Version Capture Technical details
| Links | |
|---|---|
| Task | task_versioning.wdl |
augur align: Genome Assembly Alignment
augur align aligns multiple nucleotide sequences and strips insertions relative to a reference sequence by using the MAFFT aligner.
augur align Technical Details
| Links | |
|---|---|
| Task | task_augur_align.wdl |
| Software Source Code | Augur on GitHub MAFFT on GitHub |
| Software Documentation | augur align on Nexstrain |
| Original Publication(s) | Nextstrain: real-time tracking of pathogen evolution Recent developments in the MAFFT multiple sequence alignment program |
snp-dists: Pairwise SNP Distance Calculation
SNP-dists computes pairwise SNP distances between genomes. It takes the same alignment of genomes used to generate your phylogenetic tree and produces a matrix of pairwise SNP distances between sequences. This means that if you generated pairwise core-genome phylogeny, the output will consist of pairwise core-genome SNP (cgSNP) distances. Otherwise, these will be whole-genome SNP distances. Regardless of whether core-genome or whole-genome SNPs, this SNP distance matrix will exclude all SNPs in masked regions (i.e. masked with a bed file or gubbins).
The SNP-distance output can be visualized using software such as Phandango to explore the relationships between the genomic sequences. The task can optionally add a Phandango coloring tag (:c1) to the column names in the output matrix to ensure that all columns are colored with the same color scheme throughout by setting phandango_coloring to true.
SNP-dists Technical Details
| Links | |
|---|---|
| Task | task_snp_dists.wdl |
| Software Source Code | SNP-dists on GitHub |
| Software Documentation | SNP-dists on GitHub |
augur tree: Phylogenetic Tree Reconstruction
augur tree generates a phylogenetic tree using either iqtree, fasttree, or raxml. By default, the tree will be generated by IQ-TREE 2. FastTree can result in significant performance improvements at the cost of how phylogenetic resolution if the alignment contains 100s of sequences and computational throughput is a priority. Additionally, the task defaults to using a GTR evolutionary model, which can be modified via the substitution_model input.

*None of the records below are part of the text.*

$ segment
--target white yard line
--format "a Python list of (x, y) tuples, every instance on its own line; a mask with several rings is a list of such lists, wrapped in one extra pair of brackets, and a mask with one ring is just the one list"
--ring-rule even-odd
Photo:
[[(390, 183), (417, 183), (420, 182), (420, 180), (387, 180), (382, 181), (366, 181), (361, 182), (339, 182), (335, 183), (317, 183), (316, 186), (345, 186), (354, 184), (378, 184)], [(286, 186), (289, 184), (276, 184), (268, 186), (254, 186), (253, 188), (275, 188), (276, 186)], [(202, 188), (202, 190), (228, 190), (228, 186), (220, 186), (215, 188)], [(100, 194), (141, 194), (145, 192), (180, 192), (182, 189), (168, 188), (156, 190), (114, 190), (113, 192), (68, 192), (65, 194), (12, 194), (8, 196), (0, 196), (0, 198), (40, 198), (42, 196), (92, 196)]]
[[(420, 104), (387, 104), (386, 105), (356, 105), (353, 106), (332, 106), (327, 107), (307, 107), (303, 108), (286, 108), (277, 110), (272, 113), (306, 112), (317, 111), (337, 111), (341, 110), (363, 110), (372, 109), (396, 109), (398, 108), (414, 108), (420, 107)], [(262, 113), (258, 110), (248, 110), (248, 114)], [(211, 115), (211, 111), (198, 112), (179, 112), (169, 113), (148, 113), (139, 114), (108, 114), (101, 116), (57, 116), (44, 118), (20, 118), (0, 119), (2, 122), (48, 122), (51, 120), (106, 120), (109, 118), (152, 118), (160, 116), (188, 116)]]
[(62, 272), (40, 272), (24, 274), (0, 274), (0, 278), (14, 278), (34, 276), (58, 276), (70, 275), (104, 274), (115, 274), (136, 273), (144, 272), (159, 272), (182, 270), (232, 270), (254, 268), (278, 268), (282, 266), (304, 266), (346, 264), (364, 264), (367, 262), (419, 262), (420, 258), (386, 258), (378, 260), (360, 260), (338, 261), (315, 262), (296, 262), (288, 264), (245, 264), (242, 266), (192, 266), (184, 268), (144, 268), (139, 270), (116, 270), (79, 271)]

augur tree Technical Details
reorder_matrix: Matrix Reorder and Phylogenetic Tree Rooting
Reorder Matrix will reorder a TSV matrix file's entries in the same order as the tips of an inputted phylogenetic tree. The phylogenetic tree can be rooted at the midpoint via the midpoint_root_tree Boolean, or via an outgroup tip via the outgroup_root String input. The provided outgroup tip must be an exact match for a sequence input into the phylogenetic tree. Please note that phylogenetic tree tip names are derived from the alignment FASTA file headers in PHB, and may deviate from samplename inputs.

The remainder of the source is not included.